Backdating healthcare provider contracts
Use the Quick Links to access our Find a Doctor/Provider tool and our Find a Pharmacy tool.You must pay copayments, coinsurance and the annual deductible for most covered services.If you choose to receive a refund, please contact Member Services at 1-855-202-0622 (TTY: 1-800-982-8771 or 711)Medically necessary services are health care services that are determined to be medically appropriate in accordance with Care Source's medical policies and nationally recognized guidelines.These are services that are not experimental or investigational in nature, are necessary to meet the basic health needs of the covered person and are rendered in the most cost-efficient manner and type of setting appropriate for the delivery of the covered service.The grace period provisions above will not apply to you.You are responsible for the costs of any health care services that you receive for any period of time during the benefit year for which you did not pay a premium.Regardless of your household income, there is no cost sharing if you receive services from an Indian health care provider or through referral under the Contract Health Services program administered by the Indian Health Service.You must pay the cost of all health care services and items that exceed the limitations on payment of benefits or are not covered services.

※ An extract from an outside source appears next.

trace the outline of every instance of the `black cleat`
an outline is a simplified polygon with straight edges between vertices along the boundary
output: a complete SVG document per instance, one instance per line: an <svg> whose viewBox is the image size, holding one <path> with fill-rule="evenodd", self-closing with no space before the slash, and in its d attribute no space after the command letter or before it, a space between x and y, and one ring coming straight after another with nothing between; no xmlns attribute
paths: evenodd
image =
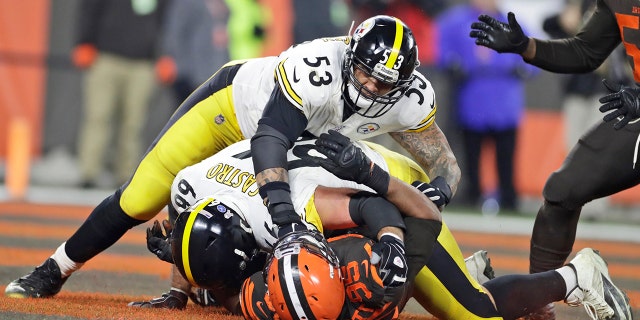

Sometimes a member may have a drug allergy or intolerance.
Or, a certain drug may not be effective for a member.
In these cases, the member or the member’s representative may ask for an exception to a drug listed on the PDL.
A request for prior authorization must be made, decided and a benefit determination issued, as expeditiously as the member’s health condition requires, but no later than 15 calendar days following receipt of the complete request.
An urgent determination must be reviewed, completed, decided and a benefit determination issued as fast as is needed, but no later than 72 hours following receipt of the request.